El cielo se había despejado y la luna iluminaba la galería del colegio donde los chicos esperaban ansiosos dar la bienvenida a los perdidos. Una vez en "casa", Nan y Rob fueron triunfalmente llevados a la mesa, donde se sirvieron pan y leche con bastante apetito. Después, ambos relataron con lujo de detalles todo lo sucedido, hasta que el profesor Bhaer indicó que eran las diez, hora de dormir.

Jo, mirando cariñosamente a los niños, exclamó:

—Y demos gracias a Dios de que esta noche no haya ninguna cama vacía.

A la mañana siguiente, la señora Bhaer resolvió hablar con Nan sobre lo ocurrido, pues la niña no mostraba señales de arrepentimiento ni de vergüenza.

—¿Y qué chico no se escapó alguna vez? —dijo Nan, con la mayor naturalidad del mundo.

—Mira, Nan; algunos se atreven —le respondió Jo—. A otros les resulta caro, pues no pueden volver a casa.

Nan quedó pensativa, temiendo recibir el mismo castigo.

—Supongo que no te gustaría que te ocurriera eso, ¿no? —preguntó cariñosamente Jo.

—¡No!
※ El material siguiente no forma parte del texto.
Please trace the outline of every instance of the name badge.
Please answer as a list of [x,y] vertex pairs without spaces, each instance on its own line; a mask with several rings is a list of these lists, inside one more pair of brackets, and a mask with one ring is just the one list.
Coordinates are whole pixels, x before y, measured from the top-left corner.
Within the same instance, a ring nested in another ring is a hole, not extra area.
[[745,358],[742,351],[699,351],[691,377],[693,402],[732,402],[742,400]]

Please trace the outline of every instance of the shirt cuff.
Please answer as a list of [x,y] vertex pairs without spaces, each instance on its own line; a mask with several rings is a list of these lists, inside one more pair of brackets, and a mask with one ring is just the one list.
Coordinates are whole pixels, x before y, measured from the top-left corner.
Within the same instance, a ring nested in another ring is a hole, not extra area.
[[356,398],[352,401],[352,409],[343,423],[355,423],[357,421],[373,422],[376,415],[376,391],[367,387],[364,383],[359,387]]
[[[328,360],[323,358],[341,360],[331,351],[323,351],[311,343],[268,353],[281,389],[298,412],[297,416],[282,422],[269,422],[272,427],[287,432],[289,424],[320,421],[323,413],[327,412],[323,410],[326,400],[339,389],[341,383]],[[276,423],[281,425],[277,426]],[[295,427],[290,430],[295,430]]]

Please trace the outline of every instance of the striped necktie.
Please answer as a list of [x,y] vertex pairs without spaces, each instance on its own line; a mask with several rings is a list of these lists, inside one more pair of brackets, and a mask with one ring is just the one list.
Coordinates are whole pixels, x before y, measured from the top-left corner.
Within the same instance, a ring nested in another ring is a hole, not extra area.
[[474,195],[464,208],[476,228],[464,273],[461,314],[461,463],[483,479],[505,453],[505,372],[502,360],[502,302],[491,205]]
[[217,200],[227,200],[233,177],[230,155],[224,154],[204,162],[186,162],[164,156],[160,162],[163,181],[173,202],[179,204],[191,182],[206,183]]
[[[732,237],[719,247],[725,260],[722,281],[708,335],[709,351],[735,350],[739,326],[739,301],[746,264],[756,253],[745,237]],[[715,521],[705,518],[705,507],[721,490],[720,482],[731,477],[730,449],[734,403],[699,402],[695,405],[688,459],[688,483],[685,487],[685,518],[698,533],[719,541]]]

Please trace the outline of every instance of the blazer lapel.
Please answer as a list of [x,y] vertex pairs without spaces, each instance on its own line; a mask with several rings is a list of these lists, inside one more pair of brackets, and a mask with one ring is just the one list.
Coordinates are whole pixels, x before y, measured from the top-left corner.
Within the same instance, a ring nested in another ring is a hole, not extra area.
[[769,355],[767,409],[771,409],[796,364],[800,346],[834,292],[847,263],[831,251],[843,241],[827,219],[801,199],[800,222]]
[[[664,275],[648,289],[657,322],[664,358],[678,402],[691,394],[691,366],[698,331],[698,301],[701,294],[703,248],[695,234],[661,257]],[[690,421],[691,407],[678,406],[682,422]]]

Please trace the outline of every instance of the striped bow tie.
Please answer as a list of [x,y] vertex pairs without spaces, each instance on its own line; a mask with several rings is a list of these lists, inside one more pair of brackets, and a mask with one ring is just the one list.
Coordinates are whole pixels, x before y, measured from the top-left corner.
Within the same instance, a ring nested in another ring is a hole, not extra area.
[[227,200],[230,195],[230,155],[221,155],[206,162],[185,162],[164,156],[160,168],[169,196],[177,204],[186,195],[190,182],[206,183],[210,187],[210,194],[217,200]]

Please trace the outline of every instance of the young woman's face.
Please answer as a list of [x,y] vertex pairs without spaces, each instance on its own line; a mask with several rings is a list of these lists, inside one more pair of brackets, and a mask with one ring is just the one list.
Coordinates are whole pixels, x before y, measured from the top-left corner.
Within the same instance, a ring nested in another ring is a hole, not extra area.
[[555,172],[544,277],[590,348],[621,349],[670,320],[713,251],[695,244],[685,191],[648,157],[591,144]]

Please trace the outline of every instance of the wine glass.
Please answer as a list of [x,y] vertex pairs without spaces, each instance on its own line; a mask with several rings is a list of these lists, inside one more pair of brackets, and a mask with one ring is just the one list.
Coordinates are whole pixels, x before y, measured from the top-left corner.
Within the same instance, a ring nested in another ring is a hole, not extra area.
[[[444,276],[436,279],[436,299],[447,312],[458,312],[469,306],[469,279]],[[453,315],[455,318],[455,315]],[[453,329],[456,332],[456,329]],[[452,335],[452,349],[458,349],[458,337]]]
Por favor.

—Entonces, desde ahora y hasta que aprendas a pensar en forma  responsable, tendrás que hacernos caso. Así se procede con los cachorritos, porque no piensan.

—Está bien. Además... ¡me agrada "hacer de perrito" —expresó Nan y, poniéndose en cuatro pies, empezó a simular que ladraba. Tía Jo se echó a reír.

Al poco rato entró Rob. Observó a la niña y, encontrando "lindo" el castigo, también se puso a ladrar.

Ambos chicos recibieron el castigo de no poder salir del colegio por unos días. Una tarde, deseosos de correr por el jardín, le suplicaron a Jo que los dejara en libertad.

—Desde ahora sentiré el "pinchazo" de mi conciencia cuando me porte mal —afirmó decidido Rob.

—Así lo espero, hijo.

Y ambos pequeños vieron entrar al dormitorio a Asia, la cocinera, con un rico pastel de bayas en la mano. Nan saltó de alegría exclamando:

—¡Yo también me portaré bien! ¡Nunca más volveré a mandarme sola! Pero por favor, mamita..., ¡quiero pastel!

Y dicho eso, Asia, Jo y Rob, se echaron a reír estrepitosamente.